Marc Kenzelmann

Decrease and gain of gene expression are equally discriminatory markers for prostate carcinoma: A gene expression analysis on total and microdissected prostate tissue

Information on over- and underexpressed genes in prostate cancer in comparison to adjacent normal tissue was sought by DNA microarray analysis. Approximately 12,600 mRNA sequences were analyzed from a total of 26 tissue samples (17 untreated prostate cancers, 9 normal adjacent to prostate cancer tissues) obtained by prostatectomy. Hierarchical clustering was performed. Expression levels of 63 genes were found significantly (at least 2.5-fold) increased, whereas expression of 153 genes was decreased (at least 2.5-fold) in prostate cancer versus adjacent normal tissue. In addition to previously described genes such as hepsin, overexpression of several genes was found that has not drawn attention before, such as the genes encoding the specific granule protein (SGP28), alpha-methyl-acyl-CoA racemase, low density lipoprotein (LDL)-phospholipase A2, and the anti-apoptotic gene PYCR1. The radiosensitivity gene ATDC and the genes encoding the DNA-binding protein inhibitor ID1 and the phospholipase inhibitor uteroglobin were significantly down-regulated in the cancer samples. DNA microarray data for eight genes were confirmed quantitatively in five normal and five cancer tissues by real-time reverse transcriptase-polymerase chain reaction with a high correlation between the two methods. Laser capture microdissection of epithelial and stromal compartments from cancer and histological normal specimens followed by an amplification protocol for low levels of RNA (<0.1 microg) allowed us to distinguish between gene expression profiles characteristic of epithelial cells and those typical of stroma. Most of the genes identified in the nonmicrodissected tumor material as up-regulated were indeed overexpressed in cancerous epithelium rather than in the stromal compartment. We conclude that development of prostate cancer is associated with down-regulation as well as up-regulation of genes that show complex differential regulation in epithelia and stroma. Some of the gene expression alterations identified in this study may prove useful in the development of novel diagnostic and therapeutic strategies.

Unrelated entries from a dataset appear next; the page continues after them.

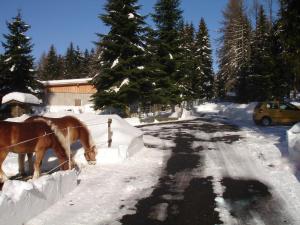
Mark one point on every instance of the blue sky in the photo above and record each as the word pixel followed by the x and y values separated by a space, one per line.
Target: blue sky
pixel 59 22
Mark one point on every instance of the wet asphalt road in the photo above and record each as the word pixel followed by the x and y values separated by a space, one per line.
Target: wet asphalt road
pixel 183 196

Group testing for pathway analysis improves comparability of different microarray datasets

MOTIVATION The wide use of DNA microarrays for the investigation of the cell transcriptome triggered the invention of numerous methods for the processing of microarray data and lead to a growing number of microarray studies that examine the same biological conditions. However, comparisons made on the level of gene lists obtained by different statistical methods or from different datasets hardly converge. We aimed at examining such discrepancies on the level of apparently affected biologically related groups of genes, e.g. metabolic or signalling pathways. This can be achieved by group testing procedures, e.g. over-representation analysis, functional class scoring (FCS), or global tests. RESULTS Three public prostate cancer datasets obtained with the same microarray platform (HGU95A/HGU95Av2) were analyzed. Each dataset was subjected to normalization by either variance stabilizing normalization (vsn) or mixed model normalization (MMN). Then, statistical analysis of microarrays was applied to the vsn-normalized data and mixed model analysis to the data normalized by MMN. For multiple testing adjustment the false discovery rate was calculated and the threshold was set to 0.05. Gene lists from the same method applied to different datasets showed overlaps between 42 and 52%, while lists from different methods applied to the same dataset had between 63 and 85% of genes in common. A number of six gene lists obtained by the two statistical methods applied to the three datasets was then subjected to group testing by Fishers exact test. Group testing by GSEA and global test was applied to the three datasets, as well. Fishers exact test followed by global test showed more consistent results with respect to the concordance between analyses on gene lists obtained by different methods and different datasets than the GSEA. However, all group testing methods identified pathways that had already been described to be involved in the pathogenesis of prostate cancer. Moreover, pathways recurrently identified in these analyses are more likely to be reliable than those from a single analysis on a single dataset.

Control of neuronal branching by the death receptor CD95 (Fas/Apo-1)

The CD95 (Apo-1/Fas)/CD95 ligand (CD95L) system is best characterized as a trigger of apoptosis. Nevertheless, despite broad expression of CD95L and CD95 in the developing brain, absence of functional CD95 (lpr mice) or CD95L (gld mice) does not alter neuronal numbers. Here, we report that in embryonic hippocampal and cortical neurons in vivo and in vitro CD95L does not induce apoptosis. Triggering of CD95 in cultured immature neurons substantially increases neurite branches by promoting their formation. The branching increase occurs in a caspase-independent and death domain-dependent manner and is paralleled by an increase in the nonphosphorylated form of Tau. Most importantly, lpr and gld mutants exhibit a reduced number of dendritic branches in vivo at the time when synapse formation takes place. These data reveal a novel function for the CD95 system and add to the picture of guidance molecules in the developing brain.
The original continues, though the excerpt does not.